La bienveillance de la connaissance

Quand l’objectif est de transmettre une connaissance sans chercher à faire des prosélytes la démarche est toute autre. D’abord nul besoin d’arme pour agresser l’autre. Le porteur de connaissance est bienveillant par nature. Détenteur d’une information qui lui semble mériter le partage, il la transmet à qui veut bien l’entendre et, une fois sa mission remplie, il retourne à ses affaires. Si l’information n’est pas acceptée, il en reste là chacun étant bien libre de ses choix. Si elle est reçue, mais qu’on lui demande de mieux la préciser, il va se mettre au service de ses interlocuteurs. Et c’est le pendant indispensable de la transmission bienveillante d’une connaissance que d’être un informateur compétent. Donc, non seulement l’informateur doit être bienveillant, mais il doit aussi s’imposer l’effort de bien connaître le sujet et de l’avoir suffisamment étudié pour en tirer des arguments de qualité, susceptibles d’apporter une information complète et la plus correcte au vu des connaissances du moment.

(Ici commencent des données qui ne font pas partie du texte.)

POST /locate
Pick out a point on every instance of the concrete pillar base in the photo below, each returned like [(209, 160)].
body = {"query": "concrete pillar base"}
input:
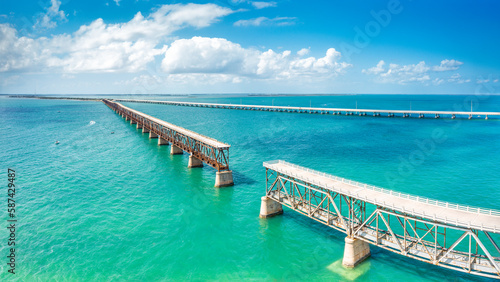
[(355, 251), (174, 150), (224, 178), (162, 141), (269, 208), (194, 162)]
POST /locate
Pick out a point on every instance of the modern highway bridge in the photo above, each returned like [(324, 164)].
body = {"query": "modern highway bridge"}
[(330, 111), (202, 149), (459, 237)]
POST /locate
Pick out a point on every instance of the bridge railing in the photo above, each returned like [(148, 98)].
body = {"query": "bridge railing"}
[(206, 149), (390, 192)]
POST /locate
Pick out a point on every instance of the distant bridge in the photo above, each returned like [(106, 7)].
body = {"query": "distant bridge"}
[(459, 237), (327, 111), (202, 149)]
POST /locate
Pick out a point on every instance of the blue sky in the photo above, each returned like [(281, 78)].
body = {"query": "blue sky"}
[(241, 46)]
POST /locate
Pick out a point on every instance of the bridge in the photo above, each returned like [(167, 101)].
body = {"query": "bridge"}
[(326, 111), (458, 237), (202, 149)]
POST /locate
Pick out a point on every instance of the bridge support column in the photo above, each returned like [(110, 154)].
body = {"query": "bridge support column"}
[(194, 162), (174, 150), (355, 251), (269, 208), (224, 178), (162, 141)]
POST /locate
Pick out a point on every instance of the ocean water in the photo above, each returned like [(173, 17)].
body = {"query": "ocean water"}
[(117, 207)]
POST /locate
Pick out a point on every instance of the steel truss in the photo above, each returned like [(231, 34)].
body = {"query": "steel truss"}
[(217, 157), (464, 249)]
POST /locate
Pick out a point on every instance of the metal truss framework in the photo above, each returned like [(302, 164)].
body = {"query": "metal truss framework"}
[(216, 156), (455, 247), (326, 111)]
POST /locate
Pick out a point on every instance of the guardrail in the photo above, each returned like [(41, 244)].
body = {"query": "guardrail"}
[(451, 206)]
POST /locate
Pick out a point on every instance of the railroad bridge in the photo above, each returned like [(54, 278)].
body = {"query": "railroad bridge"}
[(458, 237), (328, 111), (202, 149)]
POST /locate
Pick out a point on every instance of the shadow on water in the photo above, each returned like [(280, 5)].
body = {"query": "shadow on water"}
[(240, 178)]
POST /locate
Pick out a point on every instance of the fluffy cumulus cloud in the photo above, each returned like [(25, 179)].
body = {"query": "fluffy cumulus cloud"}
[(101, 47), (16, 53), (421, 72), (51, 16), (202, 55)]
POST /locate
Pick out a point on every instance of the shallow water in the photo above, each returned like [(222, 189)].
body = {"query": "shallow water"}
[(102, 206)]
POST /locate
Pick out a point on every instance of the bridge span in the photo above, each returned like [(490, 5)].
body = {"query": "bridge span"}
[(327, 111), (458, 237), (202, 149)]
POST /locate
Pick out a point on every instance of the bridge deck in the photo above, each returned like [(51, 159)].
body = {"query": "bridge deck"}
[(194, 135), (309, 109), (461, 216)]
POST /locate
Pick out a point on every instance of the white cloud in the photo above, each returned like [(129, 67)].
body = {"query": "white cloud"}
[(447, 65), (262, 5), (51, 16), (16, 53), (264, 21), (421, 72), (458, 79), (101, 47), (202, 55)]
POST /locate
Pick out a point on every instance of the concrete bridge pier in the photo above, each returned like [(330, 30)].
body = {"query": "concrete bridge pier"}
[(174, 150), (269, 208), (194, 162), (224, 178), (162, 141), (355, 251)]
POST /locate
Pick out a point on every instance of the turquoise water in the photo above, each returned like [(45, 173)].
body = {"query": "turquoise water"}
[(102, 206)]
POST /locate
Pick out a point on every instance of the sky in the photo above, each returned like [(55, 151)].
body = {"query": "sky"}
[(243, 46)]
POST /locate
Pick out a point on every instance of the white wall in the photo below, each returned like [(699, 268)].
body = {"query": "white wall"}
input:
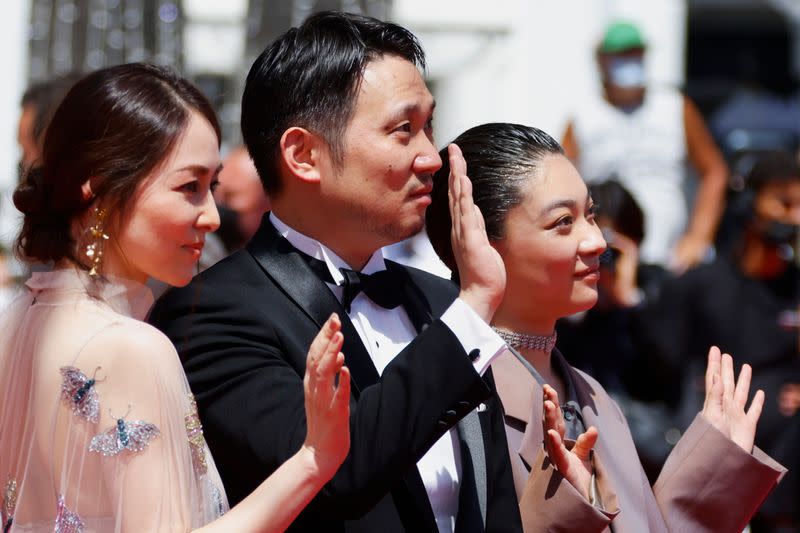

Le christianisme aux deux visages

Qui n’a jamais reçu la visite de prédicateurs chrétiens insistants ? De prime abord, la plupart sont simplement bienveillants et veulent transmettre leur foi. Face à un manque d’intérêt ou à un refus, ils cessent immédiatement et vont voir ailleurs. Leur seul défaut est de manquer d’éléments efficaces d’information et de se retrouver facilement en défaut face à un interlocuteur avisé qui cherche à leur faire approfondir les points douteux de leur argumentation. D’autres par contre sont insistants et virent facilement à la violence verbale. Heureusement, la recours à la violence physique est plus rare. Mais il y en a qui sont en outre mis sur le devant de la scène par des médias qui font leurs choux gras des violences alors que les expressions sereines les ennuient en accord avec le dicton : « On ne parle pas des trains qui arrivent à l’heure ».

Pourtant le christianisme devrait être un parangon de bienveillance. L’évangéliste prête à Matthieu cette remarque : « Lorsqu’on ne vous recevra pas et qu’on n’écoutera pas vos paroles, sortez de cette maison ou de cette ville et secouez la poussière de vos pieds. » (Matt. 10, 14). Les choses sont claires, si le message ne porte pas, il faut non seulement ne pas insister, mais également ne rien prendre avec soi de celui qui ne veut pas recevoir pour ne pas être en dette avec lui. Donc, le prosélytisme se doit d’être totalement absent de toute démarche chrétienne.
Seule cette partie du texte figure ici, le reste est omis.